Plaintiff also asserts that jurisdiction proper under 42 U.S.C. §1985. The Court interprets this claim as falling within § 1985(2) and § 1985(3) because there is no allegation that Plaintiff is an officer under § 1985(1). More particularly, the Complaint does not state a claim relevant to the clauses preceding the semicolon in § 1985(2) because there are no allegations that Plaintiff was a witness, juror, or party in a case before any court. Plaintiff's allegations do not fall within the clause after the semi-colon in § 1985(2) because they raise no allegations regarding "racial or other class-based, discriminatory animus." Glass v. Anne Arundel Cnty., No. CIV. WDQ-12-1901, 2013 WL 1120549, at *8 (D. Md. Mar. 14, 2013) (quoting Sellner v. Panagoulis, 565 F.Supp. 238, 246 (D. Md. 1982)). Further, Plaintiff's Complaint does not raise allegations that fall within § 1985(3). The pertinent portion of § 1985(3) provides a cause of action "in any case of conspiracy set forth in this section, if one or more persons engaged therein do, or cause to be done, any act in furtherance of the object of such conspiracy, whereby another is injured in his person or property, or deprived of having and exercising any right or privilege of a citizen of the United States." Section 1985(3) "requires the plaintiff to show that the conspiracy involves two or more people motivated by a specific class-based, invidiously discriminatory animus.'" Glass, 2013 WL 1120549, at *8 (quoting Simmons v. Poe, 47 F.3d 1370, 1376 (4th Cir. 1995)). Plaintiff has not alleged any such animus. Accordingly, the Court does not have subject-matter jurisdiction under § 1985.
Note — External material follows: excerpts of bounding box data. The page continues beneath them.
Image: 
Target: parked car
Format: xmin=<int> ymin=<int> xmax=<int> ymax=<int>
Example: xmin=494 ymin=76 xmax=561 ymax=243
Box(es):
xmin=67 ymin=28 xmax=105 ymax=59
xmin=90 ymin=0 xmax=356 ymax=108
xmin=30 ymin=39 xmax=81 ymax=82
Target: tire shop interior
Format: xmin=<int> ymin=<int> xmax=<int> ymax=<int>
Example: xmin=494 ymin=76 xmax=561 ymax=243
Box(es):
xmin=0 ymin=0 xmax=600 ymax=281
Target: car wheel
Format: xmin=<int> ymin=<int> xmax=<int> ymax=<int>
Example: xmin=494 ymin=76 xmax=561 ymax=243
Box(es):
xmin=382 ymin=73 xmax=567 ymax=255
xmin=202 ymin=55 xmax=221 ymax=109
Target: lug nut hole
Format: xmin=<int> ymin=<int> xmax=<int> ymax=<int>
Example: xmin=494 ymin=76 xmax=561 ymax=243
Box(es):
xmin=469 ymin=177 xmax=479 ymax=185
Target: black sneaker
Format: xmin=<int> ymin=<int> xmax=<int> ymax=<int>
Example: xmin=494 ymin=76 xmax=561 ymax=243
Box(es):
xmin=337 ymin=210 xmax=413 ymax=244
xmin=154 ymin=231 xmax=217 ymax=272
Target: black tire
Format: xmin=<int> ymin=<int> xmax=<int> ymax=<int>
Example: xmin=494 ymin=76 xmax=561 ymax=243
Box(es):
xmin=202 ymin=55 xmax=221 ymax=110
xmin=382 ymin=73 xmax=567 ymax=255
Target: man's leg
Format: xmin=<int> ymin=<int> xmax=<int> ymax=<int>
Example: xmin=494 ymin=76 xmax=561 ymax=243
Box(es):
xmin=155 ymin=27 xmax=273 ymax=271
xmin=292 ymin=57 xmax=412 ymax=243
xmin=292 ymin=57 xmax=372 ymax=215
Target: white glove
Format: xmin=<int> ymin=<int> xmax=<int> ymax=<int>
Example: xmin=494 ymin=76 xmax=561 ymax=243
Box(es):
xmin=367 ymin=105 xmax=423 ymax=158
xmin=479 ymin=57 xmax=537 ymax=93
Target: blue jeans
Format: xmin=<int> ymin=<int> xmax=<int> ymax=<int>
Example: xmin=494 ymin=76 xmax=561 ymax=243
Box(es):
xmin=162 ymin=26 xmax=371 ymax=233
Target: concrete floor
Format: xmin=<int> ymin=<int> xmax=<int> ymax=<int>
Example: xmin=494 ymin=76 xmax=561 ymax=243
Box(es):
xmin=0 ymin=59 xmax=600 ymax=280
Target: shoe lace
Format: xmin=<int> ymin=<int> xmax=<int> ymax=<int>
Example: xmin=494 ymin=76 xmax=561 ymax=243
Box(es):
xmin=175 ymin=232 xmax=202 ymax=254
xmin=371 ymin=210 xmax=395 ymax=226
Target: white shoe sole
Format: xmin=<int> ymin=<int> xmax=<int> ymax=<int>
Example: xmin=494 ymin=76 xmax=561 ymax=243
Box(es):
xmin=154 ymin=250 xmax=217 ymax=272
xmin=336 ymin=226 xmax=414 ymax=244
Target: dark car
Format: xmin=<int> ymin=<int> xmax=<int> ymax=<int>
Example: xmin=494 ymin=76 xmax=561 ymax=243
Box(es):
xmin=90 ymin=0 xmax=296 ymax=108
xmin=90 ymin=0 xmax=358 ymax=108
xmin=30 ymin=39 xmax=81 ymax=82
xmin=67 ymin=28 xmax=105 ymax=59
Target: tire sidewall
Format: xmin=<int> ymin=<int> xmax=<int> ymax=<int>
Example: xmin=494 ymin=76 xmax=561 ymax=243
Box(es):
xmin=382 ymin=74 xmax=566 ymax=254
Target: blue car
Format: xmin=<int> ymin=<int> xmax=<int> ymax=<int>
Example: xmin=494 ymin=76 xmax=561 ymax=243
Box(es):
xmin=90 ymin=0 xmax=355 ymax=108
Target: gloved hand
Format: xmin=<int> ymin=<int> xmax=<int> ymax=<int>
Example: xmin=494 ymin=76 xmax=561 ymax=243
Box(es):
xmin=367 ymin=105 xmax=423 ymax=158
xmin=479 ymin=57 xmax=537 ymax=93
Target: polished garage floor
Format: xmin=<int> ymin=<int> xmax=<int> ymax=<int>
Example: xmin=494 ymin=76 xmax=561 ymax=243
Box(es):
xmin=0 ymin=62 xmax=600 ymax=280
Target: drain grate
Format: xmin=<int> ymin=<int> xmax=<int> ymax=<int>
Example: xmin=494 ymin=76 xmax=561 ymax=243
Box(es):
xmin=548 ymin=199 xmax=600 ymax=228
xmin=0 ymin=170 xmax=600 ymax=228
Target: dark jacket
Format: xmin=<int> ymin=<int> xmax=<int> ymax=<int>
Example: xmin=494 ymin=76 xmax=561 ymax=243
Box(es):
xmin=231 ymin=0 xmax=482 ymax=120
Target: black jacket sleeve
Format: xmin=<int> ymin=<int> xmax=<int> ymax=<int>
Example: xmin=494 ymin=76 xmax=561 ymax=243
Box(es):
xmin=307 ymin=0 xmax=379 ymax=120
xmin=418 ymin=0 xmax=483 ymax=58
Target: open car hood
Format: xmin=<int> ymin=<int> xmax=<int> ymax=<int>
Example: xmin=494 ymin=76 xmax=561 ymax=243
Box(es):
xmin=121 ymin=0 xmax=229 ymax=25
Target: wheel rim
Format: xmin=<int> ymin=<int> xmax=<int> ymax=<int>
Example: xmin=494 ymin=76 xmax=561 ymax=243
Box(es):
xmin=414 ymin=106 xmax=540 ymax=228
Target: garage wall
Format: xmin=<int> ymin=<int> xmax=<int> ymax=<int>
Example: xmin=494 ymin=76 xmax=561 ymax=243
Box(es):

Plaintiff also claims that this Court has jurisdiction pursuant to 18 U.S.C. § 112. Section 112 is a criminal statute. The Court notes that "[t]he Supreme Court historically has been loath to infer a private right of action from a bare criminal statute.'" Doe v. Broderick, 225 F.3d 440, 447 (4th Cir. 200) (quoting Cort v. Ash, 442 U.S 66, 80 (1975)). However, the Court need not decide whether this statute enables a private right of action because Plaintiff's Complaint fails to allege that he is a foreign official, official guest, or internationally protected person pursuant to § 112. Accordingly, the Court lacks subject-matter jurisdiction over all claims made. When a Court finds that it lacks subject-matter jurisdiction, "the court must dismiss the action." Fed. R. Civ. Pro. 12(h)(3).